Both the current Social Security system and every plan to reform it will require significant amounts of general revenue money in addition to the amount collected through payroll taxes. This additional money is necessary to reduce the difference between what Social Security currently owes and what it will be able to pay.
In the reform plans, the transition cost represents a major reduction from the unfunded liability of the current program. Even though the reform plans are expensive, all of them would require less additional money than the current system. However, both the amount and the timing of this additional money would vary depending on the plan. (See Table 4.)
Present value reflects the idea that a dollar today has more value to a person than that same dollar has sometime in the future. It gives an idea of when the additional money is needed by giving greater weight to money needed in the near future than to an equal amount needed further in the future. In addition to showing the amount of money needed, a higher present value number indicates that money is needed sooner rather than later.
The sum of the deficits indicates the total amount of additional money that will be needed. This measure gives $100 needed today the same weight as $100 needed in 15 years. This measure adds up only the future cash flow deficits; it does not include cash flow surpluses because the government does not have any way to save or invest that money for future use. Using both of these measurements gives a better picture of the situation than using just one.
Paying for the current system or any of the reform plans will require Congress to balance Social Security's needs against those of the rest of the economy. In general, as more additional dollars are needed for the current system or a reform plan, less money will be available for other government programs and the private sector.

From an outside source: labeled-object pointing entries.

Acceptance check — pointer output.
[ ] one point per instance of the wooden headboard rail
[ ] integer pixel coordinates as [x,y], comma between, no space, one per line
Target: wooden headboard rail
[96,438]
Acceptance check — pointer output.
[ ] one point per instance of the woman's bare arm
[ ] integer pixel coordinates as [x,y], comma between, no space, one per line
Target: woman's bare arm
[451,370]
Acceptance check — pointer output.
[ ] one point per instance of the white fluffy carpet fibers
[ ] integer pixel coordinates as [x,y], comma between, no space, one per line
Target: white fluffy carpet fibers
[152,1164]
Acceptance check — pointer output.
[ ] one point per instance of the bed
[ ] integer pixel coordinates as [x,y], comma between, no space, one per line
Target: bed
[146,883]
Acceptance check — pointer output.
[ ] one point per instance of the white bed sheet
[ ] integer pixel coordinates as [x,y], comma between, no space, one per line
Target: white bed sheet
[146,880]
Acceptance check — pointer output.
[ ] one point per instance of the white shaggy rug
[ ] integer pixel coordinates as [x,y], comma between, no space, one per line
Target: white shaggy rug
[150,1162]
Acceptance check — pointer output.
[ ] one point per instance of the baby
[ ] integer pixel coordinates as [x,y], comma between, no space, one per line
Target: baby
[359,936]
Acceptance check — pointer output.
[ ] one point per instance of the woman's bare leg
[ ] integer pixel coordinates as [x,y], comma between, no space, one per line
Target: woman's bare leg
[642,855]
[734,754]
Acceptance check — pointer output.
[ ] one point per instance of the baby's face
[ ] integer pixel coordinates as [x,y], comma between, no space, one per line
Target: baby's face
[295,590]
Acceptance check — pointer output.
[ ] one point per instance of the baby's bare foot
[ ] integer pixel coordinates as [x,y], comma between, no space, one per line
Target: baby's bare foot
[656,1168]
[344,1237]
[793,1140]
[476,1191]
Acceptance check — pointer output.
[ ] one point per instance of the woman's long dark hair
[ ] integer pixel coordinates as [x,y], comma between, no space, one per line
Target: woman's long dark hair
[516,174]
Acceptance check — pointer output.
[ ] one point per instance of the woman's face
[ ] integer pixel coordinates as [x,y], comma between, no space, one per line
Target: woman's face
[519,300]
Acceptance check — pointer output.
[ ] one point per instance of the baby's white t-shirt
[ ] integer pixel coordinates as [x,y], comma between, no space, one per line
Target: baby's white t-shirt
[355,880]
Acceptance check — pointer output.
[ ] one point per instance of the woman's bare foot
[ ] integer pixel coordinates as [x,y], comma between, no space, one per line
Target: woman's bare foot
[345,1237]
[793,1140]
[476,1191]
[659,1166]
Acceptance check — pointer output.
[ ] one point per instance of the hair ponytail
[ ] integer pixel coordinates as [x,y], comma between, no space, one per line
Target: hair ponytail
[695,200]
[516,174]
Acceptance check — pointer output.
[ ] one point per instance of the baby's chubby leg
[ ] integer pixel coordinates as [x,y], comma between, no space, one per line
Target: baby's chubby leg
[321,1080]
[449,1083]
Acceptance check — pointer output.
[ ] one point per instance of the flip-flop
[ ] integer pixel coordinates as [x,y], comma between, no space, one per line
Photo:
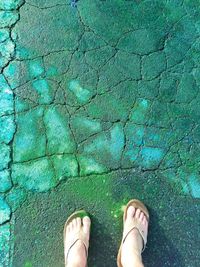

As this burden on the general federal budget increases and persists, Congress would find it increasingly more difficult to come up with that money, and it would become increasingly less likely that such a plan would really be paid for on schedule. This is especially true for the current system, which will incur the massive deficits to pay all of the promised benefits.
The numbers used in Table 4 were calculated by the Office of the Chief Actuary using static scoringmethods. Dynamic scoring would give a more complete picture of the economic effects of each plan, allowing analysts to compare a plan's ability to create jobs, increase savings, and generate economic growth. In many cases, economic growth associated with a reform plan could increase or reduce the amount of general revenue required to finance it. Regrettably, the Social Security Administration does not offer dynamic scoring at this time.
What Is This,
and Why Is It Important?
Both the current Social Security program and all of the proposed reform plans will require large amounts of general revenue money to cover the annual cash flow deficits. Exactly when that money is first needed, how many years it will be needed, and the total amount that will be needed varies from plan to plan. Avoiding use of general revenue money would require either reducing Social Security benefits enough to eliminate the annual deficits or imposing new taxes to generate sufficient revenue. Neither the current system nor any of the proposed reform plans comes close to closing the gap.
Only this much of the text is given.